Çocukken bir yaz ayında tatile gitmişti ailesiyle. Babası Murat’ı defalarca uyarmıştı annesi. Ama o dinlememişti Nurten Hanım’ı ve sonunda kaza yapmışlardı. Bu sırada Halis, birden duygulandı. Gözlerinden akan yaşlarla önünü göremez hale geldi. Babasını nasıl da özlemişti ama… Bir daha onu göremeyecek olması, yüreğinde yeniden, hiç dinmeyen bir sızıyı duymasına yol açtı. Sonra aklına takvim yapraklarına bakmak geldi. Bugün 17 Kasım idi. Bu tarih Halis’in yaşamında çok önemli bir yere sahipti. Çünkü az önce aklına gelen babası, çok sevdiği, onu yetiştiren, hiç yanından ayrılmayan, her şeye ve herkese karşı biricik oğlunun arkasında duran o koca yürekli, dünyaları verseler değişemeyeceği babasını kaybettiği gündü. Nasıl da aklından çıkmıştı bu tarih. Dün geceyi yeniden hatırladı. Bu sefer babasına duyduğu saygıdan küfür etmedi. Annesinin neden kapıda ısrar ederek beklediğini şimdi anlamıştı. Normalde okulun olmadığı gün, Nurten Hanım oğluna hiç dokunmaz, Halis de geç yatar, geç kalkar, bu durum her ikisini de memnun ederdi.
Bugün annesiyle birlikte sevgili babasının mezarına gitmesi gerektiği hatırladı. Beyninde şimşekler çaktı bir anda. Ancak annesinin onu bu perişan halde görmesi, uzun yıllar önce kaybettiği Murat’ının acısını bir kez daha en derinden duyduğu bu günde hiç de yakışık almazdı. Hem bir çocuk çok sevdiği babasının ölüm yıldönümü nasıl unutabilirdi ki? Ayık kafayla belki bunlar düşünülebilir ama şimdi Halis’in bu durumdan bir an önce en az hasarla çıkması gerek idi. Biraz düşündükten sonra elbise dolabını açtı Halis. Büyük bir dolaptı. Ancak dolapta çok elbise yoktu. Halis giyinmeyi pek sevmez; bu nedenle sınırlı sayıdaki elbiselerinden gözüne en temiz görüneni seçti ve hızlı hızlı üzerine geçirdi. Yeniden ayak sesleri duydu. Şimdikiler az öncekiler gibi yakınlaşmıyor, aksine sert bir şekilde uzaklaşıyordu.

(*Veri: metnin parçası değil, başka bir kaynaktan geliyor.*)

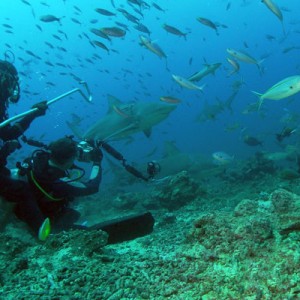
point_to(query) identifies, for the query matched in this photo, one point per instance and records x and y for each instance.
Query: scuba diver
(49, 174)
(11, 189)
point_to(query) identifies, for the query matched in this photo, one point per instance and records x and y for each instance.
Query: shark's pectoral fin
(147, 132)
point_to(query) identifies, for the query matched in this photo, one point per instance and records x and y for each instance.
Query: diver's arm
(11, 132)
(62, 188)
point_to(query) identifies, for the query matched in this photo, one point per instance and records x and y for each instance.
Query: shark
(211, 111)
(125, 119)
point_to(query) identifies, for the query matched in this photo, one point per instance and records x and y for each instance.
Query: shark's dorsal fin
(113, 101)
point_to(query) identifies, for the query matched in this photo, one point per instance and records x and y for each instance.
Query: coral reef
(209, 247)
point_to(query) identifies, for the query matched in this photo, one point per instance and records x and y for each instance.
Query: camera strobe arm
(117, 155)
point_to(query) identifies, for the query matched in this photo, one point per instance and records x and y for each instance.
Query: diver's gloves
(41, 108)
(44, 230)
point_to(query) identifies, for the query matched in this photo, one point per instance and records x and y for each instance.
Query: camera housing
(84, 151)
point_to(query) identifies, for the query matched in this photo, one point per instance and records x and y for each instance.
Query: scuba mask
(9, 81)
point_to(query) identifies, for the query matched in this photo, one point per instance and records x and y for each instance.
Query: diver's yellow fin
(44, 230)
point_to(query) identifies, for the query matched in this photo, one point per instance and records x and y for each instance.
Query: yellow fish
(283, 89)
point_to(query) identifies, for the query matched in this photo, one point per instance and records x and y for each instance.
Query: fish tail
(202, 87)
(261, 99)
(283, 29)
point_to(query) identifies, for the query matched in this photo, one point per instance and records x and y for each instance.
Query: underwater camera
(84, 151)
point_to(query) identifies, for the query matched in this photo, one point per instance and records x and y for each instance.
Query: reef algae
(200, 250)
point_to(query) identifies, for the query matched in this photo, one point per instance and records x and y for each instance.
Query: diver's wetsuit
(11, 189)
(53, 191)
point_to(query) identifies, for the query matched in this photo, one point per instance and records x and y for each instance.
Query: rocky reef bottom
(211, 240)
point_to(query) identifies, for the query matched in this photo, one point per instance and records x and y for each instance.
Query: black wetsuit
(11, 189)
(54, 190)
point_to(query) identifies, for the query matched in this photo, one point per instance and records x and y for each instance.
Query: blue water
(247, 21)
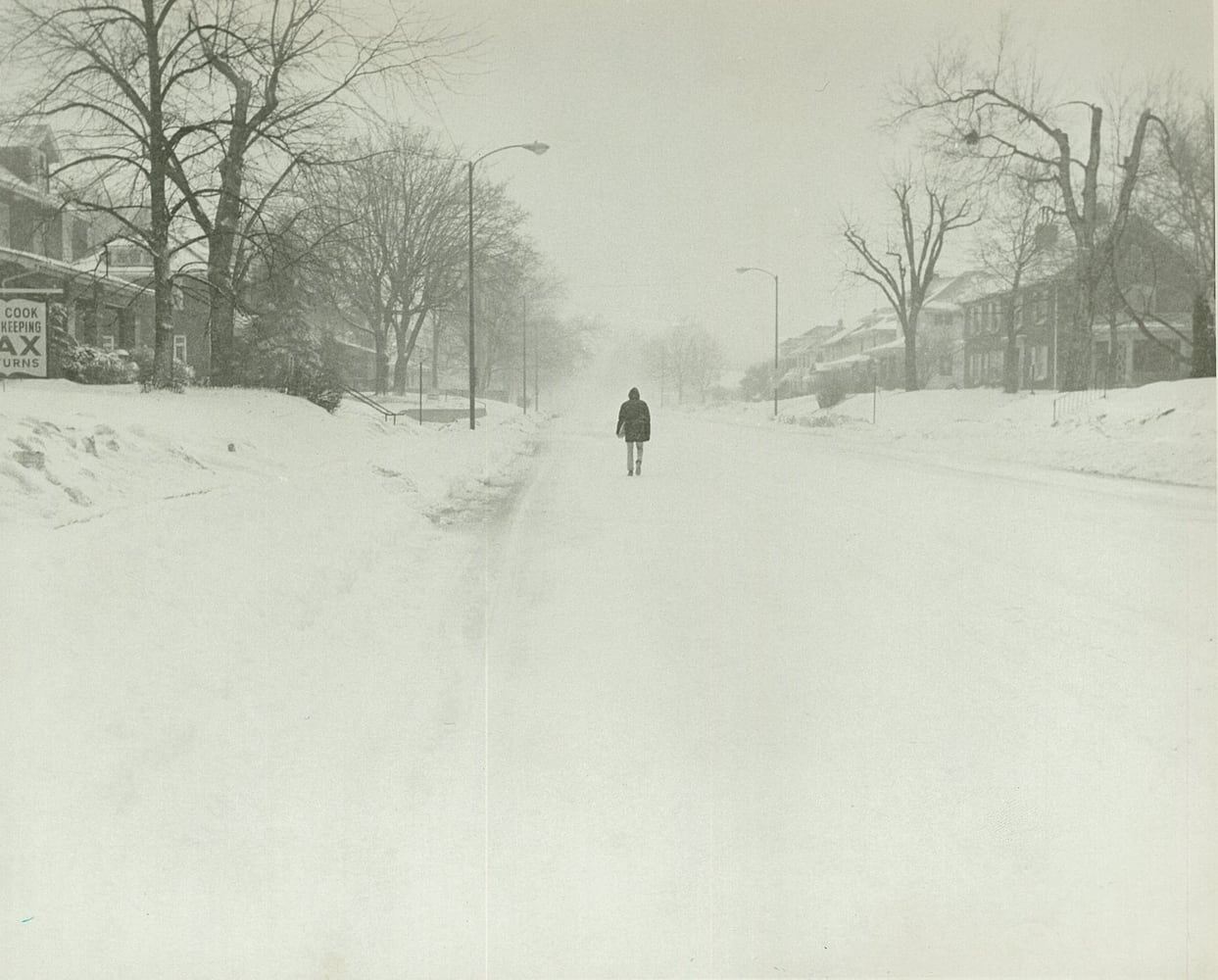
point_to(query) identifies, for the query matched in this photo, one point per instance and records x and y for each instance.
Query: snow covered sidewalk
(73, 452)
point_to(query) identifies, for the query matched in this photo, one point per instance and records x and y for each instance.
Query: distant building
(45, 246)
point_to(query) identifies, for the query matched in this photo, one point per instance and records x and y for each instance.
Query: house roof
(30, 134)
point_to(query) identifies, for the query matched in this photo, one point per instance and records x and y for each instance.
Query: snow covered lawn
(1162, 432)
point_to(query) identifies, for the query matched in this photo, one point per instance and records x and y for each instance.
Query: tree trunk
(219, 276)
(159, 236)
(435, 350)
(406, 351)
(1077, 350)
(1011, 361)
(911, 382)
(1202, 336)
(404, 356)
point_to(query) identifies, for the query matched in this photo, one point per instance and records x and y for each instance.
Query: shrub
(91, 366)
(302, 366)
(831, 390)
(180, 375)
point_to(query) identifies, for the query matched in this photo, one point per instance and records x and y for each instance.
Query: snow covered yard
(1162, 432)
(238, 664)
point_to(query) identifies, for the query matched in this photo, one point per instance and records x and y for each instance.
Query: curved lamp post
(532, 147)
(775, 277)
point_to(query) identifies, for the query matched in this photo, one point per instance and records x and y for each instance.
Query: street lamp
(532, 147)
(775, 277)
(524, 352)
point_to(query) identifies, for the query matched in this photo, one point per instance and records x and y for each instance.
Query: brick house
(45, 245)
(1154, 280)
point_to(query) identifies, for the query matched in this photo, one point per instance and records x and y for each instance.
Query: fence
(1072, 401)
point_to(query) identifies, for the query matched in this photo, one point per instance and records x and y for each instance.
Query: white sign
(22, 338)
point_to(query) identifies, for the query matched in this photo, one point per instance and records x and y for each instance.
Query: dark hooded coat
(635, 418)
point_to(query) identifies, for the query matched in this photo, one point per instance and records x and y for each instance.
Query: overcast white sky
(692, 136)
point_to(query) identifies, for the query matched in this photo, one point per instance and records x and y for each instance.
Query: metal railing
(1072, 401)
(386, 413)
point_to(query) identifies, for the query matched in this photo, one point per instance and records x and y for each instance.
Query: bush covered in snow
(295, 365)
(830, 390)
(91, 366)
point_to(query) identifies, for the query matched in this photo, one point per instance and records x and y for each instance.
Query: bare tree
(1016, 237)
(905, 270)
(1177, 197)
(121, 79)
(688, 356)
(290, 71)
(998, 116)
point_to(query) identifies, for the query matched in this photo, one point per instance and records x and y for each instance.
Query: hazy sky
(692, 136)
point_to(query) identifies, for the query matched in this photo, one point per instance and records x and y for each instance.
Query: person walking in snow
(635, 426)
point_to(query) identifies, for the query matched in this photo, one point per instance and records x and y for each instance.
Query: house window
(1152, 358)
(1041, 362)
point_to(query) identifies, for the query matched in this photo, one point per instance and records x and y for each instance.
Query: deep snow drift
(284, 697)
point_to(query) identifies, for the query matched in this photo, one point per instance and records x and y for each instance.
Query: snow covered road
(782, 707)
(778, 709)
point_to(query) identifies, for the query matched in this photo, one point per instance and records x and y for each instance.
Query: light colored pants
(630, 454)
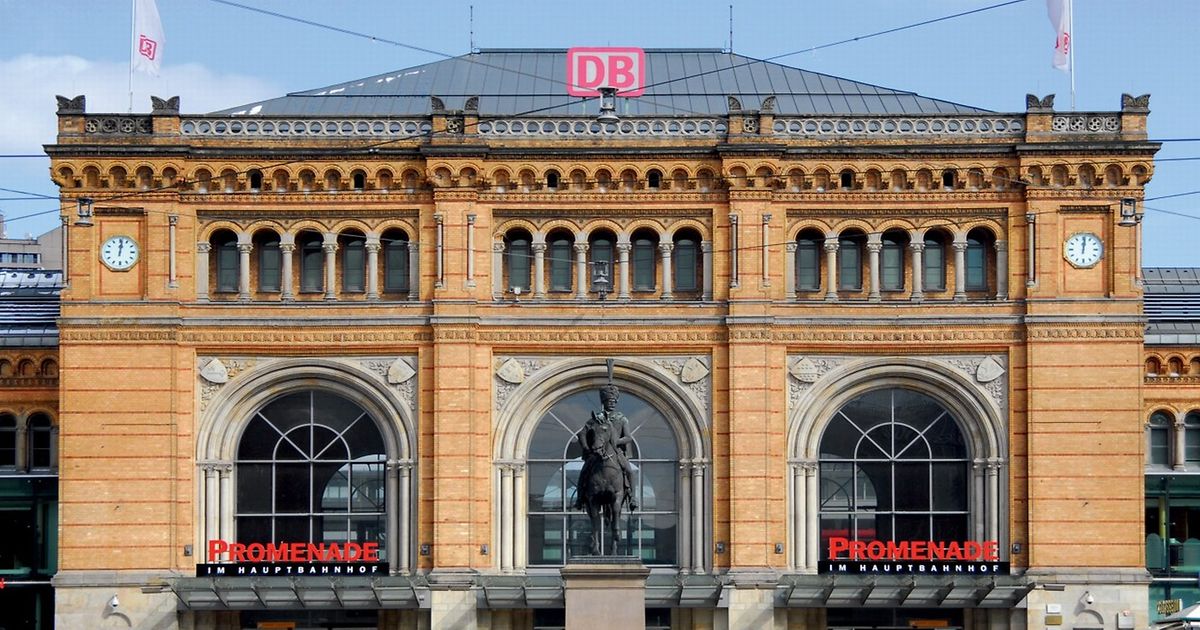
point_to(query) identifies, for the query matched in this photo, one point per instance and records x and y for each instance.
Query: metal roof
(533, 82)
(29, 307)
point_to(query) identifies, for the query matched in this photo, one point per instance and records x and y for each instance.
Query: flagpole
(133, 34)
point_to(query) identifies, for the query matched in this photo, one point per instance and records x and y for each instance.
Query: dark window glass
(269, 263)
(684, 259)
(934, 261)
(312, 267)
(395, 264)
(977, 269)
(227, 267)
(519, 256)
(353, 265)
(850, 265)
(643, 264)
(559, 252)
(892, 265)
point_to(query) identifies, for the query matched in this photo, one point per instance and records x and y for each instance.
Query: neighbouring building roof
(1173, 305)
(29, 309)
(679, 83)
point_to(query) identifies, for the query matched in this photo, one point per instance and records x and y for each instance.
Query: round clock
(119, 253)
(1084, 250)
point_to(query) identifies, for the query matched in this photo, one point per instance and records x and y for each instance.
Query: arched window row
(898, 264)
(1173, 439)
(29, 367)
(28, 443)
(309, 264)
(639, 264)
(1173, 366)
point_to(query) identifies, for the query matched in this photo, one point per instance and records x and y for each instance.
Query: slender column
(172, 238)
(706, 249)
(497, 270)
(831, 247)
(330, 249)
(202, 270)
(665, 252)
(581, 270)
(766, 249)
(700, 507)
(960, 271)
(790, 270)
(244, 250)
(471, 251)
(441, 251)
(1001, 270)
(286, 252)
(414, 270)
(539, 270)
(874, 246)
(1031, 252)
(623, 249)
(372, 247)
(733, 251)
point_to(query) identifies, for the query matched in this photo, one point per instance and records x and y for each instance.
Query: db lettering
(589, 69)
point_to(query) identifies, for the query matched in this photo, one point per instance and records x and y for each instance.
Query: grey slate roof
(1173, 305)
(531, 81)
(29, 307)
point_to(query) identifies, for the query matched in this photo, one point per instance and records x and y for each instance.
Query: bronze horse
(605, 485)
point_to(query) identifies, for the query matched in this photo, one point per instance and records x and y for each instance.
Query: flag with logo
(1060, 19)
(148, 37)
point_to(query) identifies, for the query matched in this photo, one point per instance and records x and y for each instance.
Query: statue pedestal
(605, 592)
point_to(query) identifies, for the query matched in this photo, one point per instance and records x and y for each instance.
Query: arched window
(1159, 450)
(561, 258)
(7, 441)
(310, 468)
(557, 531)
(893, 466)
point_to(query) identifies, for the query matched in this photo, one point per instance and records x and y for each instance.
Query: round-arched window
(894, 466)
(557, 531)
(311, 469)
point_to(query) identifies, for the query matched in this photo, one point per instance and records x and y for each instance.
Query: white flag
(148, 37)
(1060, 19)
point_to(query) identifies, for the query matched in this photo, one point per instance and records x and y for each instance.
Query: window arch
(558, 531)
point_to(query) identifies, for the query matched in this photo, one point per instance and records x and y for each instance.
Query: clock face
(1084, 250)
(119, 253)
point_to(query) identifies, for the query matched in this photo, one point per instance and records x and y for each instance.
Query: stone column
(623, 249)
(202, 270)
(831, 247)
(874, 245)
(960, 271)
(1001, 270)
(581, 270)
(539, 270)
(372, 247)
(497, 270)
(287, 247)
(706, 249)
(918, 271)
(330, 249)
(244, 250)
(665, 252)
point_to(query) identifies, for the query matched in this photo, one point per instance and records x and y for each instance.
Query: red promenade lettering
(253, 552)
(913, 550)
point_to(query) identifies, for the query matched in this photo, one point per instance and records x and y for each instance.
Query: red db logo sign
(589, 69)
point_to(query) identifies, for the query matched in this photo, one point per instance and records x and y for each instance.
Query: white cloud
(30, 83)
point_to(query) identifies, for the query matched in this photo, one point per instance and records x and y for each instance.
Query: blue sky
(217, 55)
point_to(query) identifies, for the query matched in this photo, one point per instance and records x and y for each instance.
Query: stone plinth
(605, 591)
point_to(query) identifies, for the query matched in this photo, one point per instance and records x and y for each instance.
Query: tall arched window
(1159, 450)
(557, 531)
(893, 466)
(310, 468)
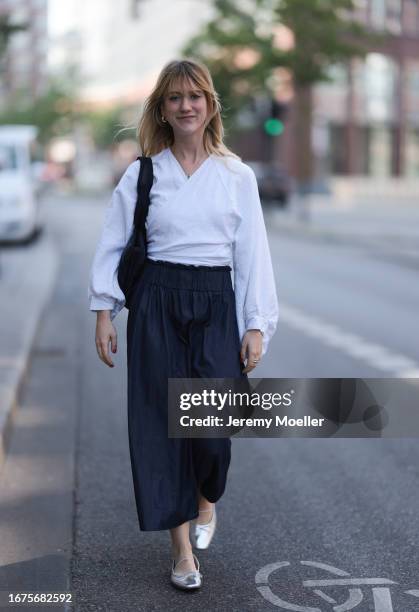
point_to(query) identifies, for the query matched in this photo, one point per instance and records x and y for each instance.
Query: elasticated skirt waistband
(187, 276)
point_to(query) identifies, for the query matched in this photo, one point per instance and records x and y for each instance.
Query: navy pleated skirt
(182, 324)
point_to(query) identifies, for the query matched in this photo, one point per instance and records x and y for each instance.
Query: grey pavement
(388, 225)
(27, 275)
(317, 506)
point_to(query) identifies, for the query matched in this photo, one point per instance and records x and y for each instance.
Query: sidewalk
(27, 275)
(390, 226)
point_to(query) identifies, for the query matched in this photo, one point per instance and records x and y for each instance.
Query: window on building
(380, 82)
(361, 10)
(378, 14)
(394, 16)
(411, 17)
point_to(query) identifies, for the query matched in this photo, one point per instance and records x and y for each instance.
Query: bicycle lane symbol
(380, 589)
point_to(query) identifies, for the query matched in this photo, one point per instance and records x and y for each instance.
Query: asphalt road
(319, 509)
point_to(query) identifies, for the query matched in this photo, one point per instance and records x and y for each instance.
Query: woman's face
(185, 108)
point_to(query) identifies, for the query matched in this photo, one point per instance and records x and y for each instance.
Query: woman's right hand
(105, 333)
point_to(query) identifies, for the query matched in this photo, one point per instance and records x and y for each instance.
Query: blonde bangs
(154, 135)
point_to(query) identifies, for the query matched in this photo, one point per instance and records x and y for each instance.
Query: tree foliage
(324, 34)
(7, 30)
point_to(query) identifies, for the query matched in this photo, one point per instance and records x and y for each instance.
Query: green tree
(7, 30)
(324, 34)
(53, 112)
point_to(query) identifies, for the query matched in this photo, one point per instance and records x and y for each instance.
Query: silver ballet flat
(203, 533)
(191, 579)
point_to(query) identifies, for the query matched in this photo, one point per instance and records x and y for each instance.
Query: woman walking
(185, 319)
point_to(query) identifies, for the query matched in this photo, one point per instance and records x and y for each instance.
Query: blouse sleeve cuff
(256, 322)
(101, 304)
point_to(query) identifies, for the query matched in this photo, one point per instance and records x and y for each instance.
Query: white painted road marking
(375, 355)
(381, 594)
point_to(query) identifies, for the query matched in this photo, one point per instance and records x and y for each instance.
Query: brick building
(25, 65)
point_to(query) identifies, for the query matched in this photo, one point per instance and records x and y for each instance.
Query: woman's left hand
(251, 349)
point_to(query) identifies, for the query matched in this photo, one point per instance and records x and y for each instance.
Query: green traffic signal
(273, 127)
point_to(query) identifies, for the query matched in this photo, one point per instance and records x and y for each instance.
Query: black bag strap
(144, 184)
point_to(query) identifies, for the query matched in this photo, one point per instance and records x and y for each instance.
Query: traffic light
(274, 124)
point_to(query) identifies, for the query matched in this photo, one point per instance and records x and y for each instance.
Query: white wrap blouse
(212, 218)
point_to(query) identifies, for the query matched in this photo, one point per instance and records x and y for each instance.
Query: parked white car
(19, 205)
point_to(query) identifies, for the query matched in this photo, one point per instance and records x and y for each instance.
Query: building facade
(371, 126)
(24, 66)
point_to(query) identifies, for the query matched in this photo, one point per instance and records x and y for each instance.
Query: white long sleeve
(104, 292)
(213, 218)
(254, 282)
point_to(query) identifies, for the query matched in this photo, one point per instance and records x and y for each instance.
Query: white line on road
(376, 355)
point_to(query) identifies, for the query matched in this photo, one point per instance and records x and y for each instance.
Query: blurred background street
(332, 133)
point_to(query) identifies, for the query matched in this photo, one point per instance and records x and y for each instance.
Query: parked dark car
(273, 182)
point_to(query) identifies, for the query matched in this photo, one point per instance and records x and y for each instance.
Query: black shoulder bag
(134, 254)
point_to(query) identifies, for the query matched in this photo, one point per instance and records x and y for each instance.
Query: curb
(27, 276)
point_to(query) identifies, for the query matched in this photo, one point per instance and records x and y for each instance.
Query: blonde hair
(154, 135)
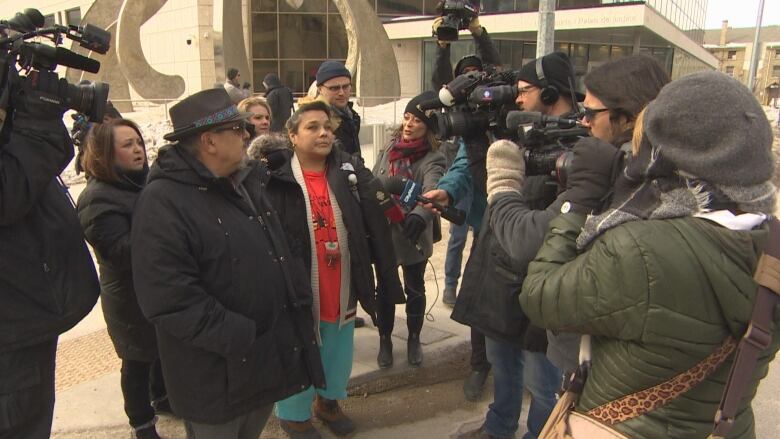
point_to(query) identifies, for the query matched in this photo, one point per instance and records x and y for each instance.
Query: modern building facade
(292, 37)
(733, 48)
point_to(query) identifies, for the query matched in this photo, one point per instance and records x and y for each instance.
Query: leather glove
(414, 225)
(505, 168)
(590, 179)
(39, 100)
(474, 27)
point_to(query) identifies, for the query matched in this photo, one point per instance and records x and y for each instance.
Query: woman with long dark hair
(411, 154)
(116, 167)
(336, 230)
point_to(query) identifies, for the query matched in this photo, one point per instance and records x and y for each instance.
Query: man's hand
(505, 168)
(590, 179)
(475, 28)
(414, 225)
(439, 196)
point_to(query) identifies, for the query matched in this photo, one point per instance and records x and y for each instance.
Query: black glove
(39, 100)
(590, 179)
(414, 225)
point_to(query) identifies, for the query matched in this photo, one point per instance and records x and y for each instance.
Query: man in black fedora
(213, 273)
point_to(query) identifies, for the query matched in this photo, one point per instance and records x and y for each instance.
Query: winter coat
(280, 100)
(368, 236)
(231, 306)
(493, 276)
(426, 171)
(47, 278)
(346, 129)
(106, 211)
(657, 296)
(443, 71)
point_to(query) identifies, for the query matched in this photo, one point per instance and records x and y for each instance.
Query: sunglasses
(590, 113)
(238, 128)
(335, 88)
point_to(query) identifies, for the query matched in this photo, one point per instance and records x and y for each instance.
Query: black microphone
(516, 118)
(409, 193)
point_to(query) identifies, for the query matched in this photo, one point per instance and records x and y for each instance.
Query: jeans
(456, 244)
(513, 369)
(414, 287)
(141, 383)
(27, 391)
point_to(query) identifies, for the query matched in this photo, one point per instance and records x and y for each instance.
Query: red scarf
(402, 154)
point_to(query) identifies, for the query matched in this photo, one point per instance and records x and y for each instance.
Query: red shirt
(328, 267)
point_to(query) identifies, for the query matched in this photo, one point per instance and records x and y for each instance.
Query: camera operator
(492, 279)
(615, 94)
(47, 279)
(443, 73)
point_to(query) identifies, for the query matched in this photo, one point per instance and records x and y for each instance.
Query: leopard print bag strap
(644, 401)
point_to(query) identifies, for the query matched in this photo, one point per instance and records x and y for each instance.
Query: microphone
(409, 192)
(516, 118)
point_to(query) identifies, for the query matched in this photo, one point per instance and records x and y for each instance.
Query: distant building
(734, 48)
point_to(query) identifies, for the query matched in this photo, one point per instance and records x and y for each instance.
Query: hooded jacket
(214, 273)
(47, 278)
(657, 296)
(280, 99)
(106, 211)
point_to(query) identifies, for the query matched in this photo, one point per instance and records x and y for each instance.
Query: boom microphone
(409, 191)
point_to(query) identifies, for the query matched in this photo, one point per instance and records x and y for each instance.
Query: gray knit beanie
(711, 127)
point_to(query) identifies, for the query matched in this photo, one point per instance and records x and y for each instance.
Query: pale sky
(741, 13)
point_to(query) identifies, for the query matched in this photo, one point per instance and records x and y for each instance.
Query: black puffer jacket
(369, 237)
(215, 275)
(280, 100)
(47, 278)
(492, 279)
(106, 212)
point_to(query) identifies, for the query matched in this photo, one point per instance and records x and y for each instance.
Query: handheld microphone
(409, 192)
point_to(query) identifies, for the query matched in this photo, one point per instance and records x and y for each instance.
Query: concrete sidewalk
(89, 399)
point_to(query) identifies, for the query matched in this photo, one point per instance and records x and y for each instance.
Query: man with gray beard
(213, 272)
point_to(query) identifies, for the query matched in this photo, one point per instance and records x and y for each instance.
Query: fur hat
(709, 126)
(331, 69)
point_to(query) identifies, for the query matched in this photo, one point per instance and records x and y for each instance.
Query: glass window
(73, 17)
(264, 5)
(301, 36)
(306, 6)
(264, 38)
(338, 46)
(399, 7)
(259, 70)
(292, 75)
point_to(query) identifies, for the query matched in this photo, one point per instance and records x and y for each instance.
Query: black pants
(414, 288)
(27, 391)
(141, 383)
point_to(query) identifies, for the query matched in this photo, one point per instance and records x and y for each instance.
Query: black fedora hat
(202, 111)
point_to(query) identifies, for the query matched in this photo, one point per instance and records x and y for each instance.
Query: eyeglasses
(335, 88)
(590, 113)
(238, 128)
(525, 90)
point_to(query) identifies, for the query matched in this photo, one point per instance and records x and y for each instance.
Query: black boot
(385, 357)
(414, 350)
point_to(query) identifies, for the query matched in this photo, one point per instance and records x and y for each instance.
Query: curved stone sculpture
(149, 83)
(370, 57)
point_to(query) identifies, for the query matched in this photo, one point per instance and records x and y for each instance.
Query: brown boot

Bu durum onu çok memnun etti. Annesinin karşısına bu şekilde çıkamazdı. Emin olmak için bir süre annesinin uzaklaşmasını bekledi. Kapıyı yavaşça araladı ve etrafı kolaçan etti. Annesiyle evde yalnız yaşıyorlardı. Kendisini bu berbat durumda görecek bir kimse olmadığı için rahatça banyoya gitti. Ayna karşısında da pek vakit geçirmeyi sevmiyordu. Basit, sade ve sıradan yaşıyordu. Pek de rahatsız değildi bu durumdan. Aksine çok da hoşnuttu. Kısa süre yüzünün haline baktıktan sonra ellerine bolca su aldı ve yüzüne çarptı. Biraz kendine gelir gibiydi. Zaten tümüyle bu halde kalacak değildi ya. Düzene soktu kendini. Aşağı inemeye hazır olup olmadığına kafa yorarken birden annesinin tatlı, sıcak ve kendisini saran sesi duyuldu:
- Haydi Halis. Babana geç kalacağız. Her zamankinden daha fazla geciktik bugün. Ben hazırım, sen de hazırlan çıkalım. Baban bizi bekliyor.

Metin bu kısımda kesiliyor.